You may want to play around with these parameters to see what gives
you the best results. One issue with implementing this like the
roulette wheel is that the Q-learning table for tic-tac-toe will have
both negative and positive values. Here's some pseudocode for
handling the negative values properly:
actionDict = table[stateKey]
actions = list of keys in actionDict
values = list of values in actionDict
if player is X
lowest = min(values)
reverse the sign of each value in values list
lowest = min(values)
if lowest < 0
constant = abs(lowest) + 0.1
add this constant to each value in values list to make all values positive
now perform modified roulette wheel selection using k
When updating the Q-values, if it is X's turn, then the
expected return should be based on the lowest expected value of
the next state. Similarly, when it is O's turn, then the
expected return should be based on the highest expected value
of the next state. This is similar to how minimax works. We assume
that the opponent will always make the best possible move.

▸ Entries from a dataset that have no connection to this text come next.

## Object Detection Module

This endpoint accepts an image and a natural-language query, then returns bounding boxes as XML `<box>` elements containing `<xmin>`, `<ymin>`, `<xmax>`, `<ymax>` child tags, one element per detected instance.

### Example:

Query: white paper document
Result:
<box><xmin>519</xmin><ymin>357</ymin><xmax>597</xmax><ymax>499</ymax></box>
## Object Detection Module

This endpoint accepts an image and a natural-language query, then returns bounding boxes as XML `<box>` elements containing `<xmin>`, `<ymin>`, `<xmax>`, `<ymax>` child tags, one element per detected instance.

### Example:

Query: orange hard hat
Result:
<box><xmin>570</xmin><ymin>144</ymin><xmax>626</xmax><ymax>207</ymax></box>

The method that executes Q-learning should run for a certain number of
games, rather than steps. Be sure to call the TicTacToe
method resetGame() at the end of every game. This will reset
the board and switch the starting player from the previous game.
Using the exploration strategy discussed about, it should take about
30,000 games to start to learn reasonable play.
Because the learning process takes some time, you should save the
state of the Q-learning object at the end of training. You should use
Python's pickle module to do this. The pickle
module implements an algorithm for serializing and de-serializing a
Python object structure. ``Pickling'' is the process whereby a Python
object hierarchy is converted into a byte stream, and ``unpickling''
is the inverse operation, whereby a byte stream is converted back into
an object hierarchy. In other words, you can save the entire state of
an object to a file, and then later restore that object.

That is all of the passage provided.